The black creatures filled with rage were especially interesting. The Dungeon had to struggle with a concept until it came up with the word “taste,” but it felt the term to be right. They did not taste as good as the red blood bags, but the purity of their magic was helping it advance one of its Motivations. It wondered briefly at the significance of the Void magic that was beginning to be awakened in it, but such considerations were currently beyond its comprehension. Instead, it contented itself with the gifts it was being given.
Not only was life energy being released by the deaths of so many creatures, but items as well. The Dungeon had a much lower chance of learning and reproducing items gained in this way, as opposed to anything dropped in the Well of Offering, where it had a 100% retention rate. Still, it gained many interesting imprints of items, weapons and armor.
Even more fascinating to it were the bodies of the undead. By degrading those quickly, it learned the intricacies of their forms and natures in a way that only a Dungeon could. Far back in the evolution of the Labyrinth, it had developed the ability to understand the true essence of the lifeforms it consumed. The level of understanding put Richter’s Analyze skill to shame. Just as parents passed on traits to their children, Dungeons gained traits from the Labyrinth. Some were stronger and some weaker in various traits; the Barrow of the Chaos Serpent was innately strong in its ability to understand its victims.
Ghasts, vampires, zombies, skeletons and other types of undead were absorbed and processed. The Dungeon learned about not only the structural composition of the undeads’ bodies, but their strengths and weaknesses as well. The barrow also learned what the creatures had been like in life. Singh’s army was comprised of dwarves, humans, orcs, ogres, naiads, centaurs, beastkin and many other sapient races. The Dungeon learn
ed them all.
The beastkin were especially interesting as their forms were so very similar to the creatures the Dungeon could already spawn. It immediately tried to do so, but found that they were not “beast” enough to fit within the spectrum of monsters the barrow could make. If the Dungeon could have felt disappointed, it would not have done so for long.

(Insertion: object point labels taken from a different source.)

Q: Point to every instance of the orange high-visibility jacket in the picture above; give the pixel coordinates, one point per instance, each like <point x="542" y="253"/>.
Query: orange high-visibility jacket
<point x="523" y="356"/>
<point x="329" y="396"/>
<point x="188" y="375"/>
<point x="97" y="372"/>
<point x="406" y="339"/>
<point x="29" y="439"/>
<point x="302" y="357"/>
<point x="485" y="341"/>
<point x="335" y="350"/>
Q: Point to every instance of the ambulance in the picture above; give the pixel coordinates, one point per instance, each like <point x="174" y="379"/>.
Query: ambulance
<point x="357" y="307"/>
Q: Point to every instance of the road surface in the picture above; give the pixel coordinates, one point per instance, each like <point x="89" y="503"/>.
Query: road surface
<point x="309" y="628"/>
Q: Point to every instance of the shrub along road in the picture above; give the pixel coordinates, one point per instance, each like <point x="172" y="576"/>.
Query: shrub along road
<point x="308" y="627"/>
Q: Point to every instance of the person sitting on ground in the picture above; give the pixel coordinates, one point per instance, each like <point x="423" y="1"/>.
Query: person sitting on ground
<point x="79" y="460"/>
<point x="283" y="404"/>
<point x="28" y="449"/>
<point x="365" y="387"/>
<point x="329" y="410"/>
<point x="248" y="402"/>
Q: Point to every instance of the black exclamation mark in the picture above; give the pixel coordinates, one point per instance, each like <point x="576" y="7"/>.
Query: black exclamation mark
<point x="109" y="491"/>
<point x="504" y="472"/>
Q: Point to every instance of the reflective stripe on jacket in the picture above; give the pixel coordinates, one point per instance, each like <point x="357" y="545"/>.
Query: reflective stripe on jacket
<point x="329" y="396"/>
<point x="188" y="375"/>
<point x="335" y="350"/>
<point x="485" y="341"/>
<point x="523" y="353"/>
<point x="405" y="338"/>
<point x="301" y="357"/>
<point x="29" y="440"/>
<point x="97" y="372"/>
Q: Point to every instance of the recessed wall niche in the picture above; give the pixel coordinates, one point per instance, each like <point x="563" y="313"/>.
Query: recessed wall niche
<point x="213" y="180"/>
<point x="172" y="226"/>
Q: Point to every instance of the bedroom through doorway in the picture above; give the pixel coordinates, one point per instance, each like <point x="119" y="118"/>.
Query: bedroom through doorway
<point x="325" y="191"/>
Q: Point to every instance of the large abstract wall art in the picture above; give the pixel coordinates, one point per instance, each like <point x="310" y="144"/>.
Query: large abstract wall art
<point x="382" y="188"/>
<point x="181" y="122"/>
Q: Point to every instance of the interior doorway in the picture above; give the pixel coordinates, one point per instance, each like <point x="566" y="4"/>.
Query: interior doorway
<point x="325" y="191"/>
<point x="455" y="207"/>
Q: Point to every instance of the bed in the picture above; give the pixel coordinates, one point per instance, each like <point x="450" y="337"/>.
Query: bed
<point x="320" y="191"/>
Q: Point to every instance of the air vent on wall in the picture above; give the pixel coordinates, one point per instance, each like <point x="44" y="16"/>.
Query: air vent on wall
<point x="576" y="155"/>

In addition to the sapient beings that had been turned into undead slaves, there were animals and beasts in the lich’s army. Mixed in with the Professional Warriors, Mages and Rogues were stone spiders, cave wargs, and hand-sized scorpions that injected acid strong enough to melt rock. After absorbing one, the Dungeon learned they were called albinid pincers. It learned to make these beasts and many more as they died inside of it.
One form in particular confused it. The bones of the skeleton were much harder and the minute structures that formed them seemed to have been replaced by rock. The creature had components that reminded the Dungeon of both beastkin and beast. It walked on two feet and held weapons like most of the small creatures releasing their energy, but the Dungeon was fairly sure it could make this creature… in time.
The battle continued and the Dungeon shot up in levels. Four, five, six and seven came and went as more undead and voidlings were destroyed. It glutted on the energy being released and it began to feel something strange. The Dungeon’s awareness was too rudimentary to even consider the implications of what it was about to do, and even Scholars could not have said why the barrow did what came next. Perhaps it was merely fulfilling the dictates of Richter’s Call of the Dungeon. Perhaps it was self-motivated to protect its Master. It was even possible that vestiges of the Bloodstone’s consciousness felt… gratitude at the feast it was being offered, but whatever the reason, the Dungeon performed two actions to preserve the people of the mist and tree.